While style is a consideration for the designers presenting their collections during the eight-day event, practicality is not. That might explain the sexy — and quite attractive — banded stiletto sandals that Kenneth Cole paired with turtlenecks and trench coats to kick off the new style season.

Among the highlights:

Kenneth Cole: Cole set the stage for an office romance, dressing women in refined dresses, wool skirt suits and high-neck tie blouses and men in cashmere sweaters, sportcoats and tailored trousers in varying shades of gray and brown.

The women's clothes hugged in the right places and flowed in others to be just suggestive enough to keep them from morphing into a 1970s typing-pool look. The men showed a little flair with their chunky sweaters and thick scarves.

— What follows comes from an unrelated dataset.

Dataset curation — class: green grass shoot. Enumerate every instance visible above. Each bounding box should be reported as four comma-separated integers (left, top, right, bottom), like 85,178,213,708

Standout outfits for women included a cardigan jacket with an oversized collar in dark gray cashmere worn with a merino wool pencil skirt; a lighter gray wool wrap jacket with a band around the front of the waist worn with a slim wool pant; a simple and sophisticated cocoa-colored cashmere turtleneck dress; and a caramel shearling belted coat with a high collar.

For men, a dark gray cardigan with a white-and-gray striped shirt, brown silk dot tie and moleskin flat-front pants was among the best looks. Most of Cole's pants, for both men and women, tended to have skinny legs and waistbands actually on the waist.

John Bartlett: Bartlett's runway show featured clothes fit for a lumberjack, longshoreman and a New England college professor.

Bartlett said he was inspired by "an untamed stretch of coastline and wilderness that lies between Provincetown and Walden Pond, Mass." That translated into lots of thin-wale corduroy jackets and pants, trousers in a subtle plaid pattern, wool henley tops, peacoats and duck boots.

A green tweed jacket with suede patches on the elbow paired with a green hoodie sweater was a fresh look, while a chocolate brown corduroy suit was an inspired version of a classic. The palette also included some nice blues, including a teal crewneck sweater worn over a shirt and tie and paired with navy wool military-inspired pants with black wool trim.

Bartlett is in his first year as creative director of luxury leather company Ghurka, and his show included some of those styles as well, including a houndstooth-and-black leather overnight bag and a leather log carrier.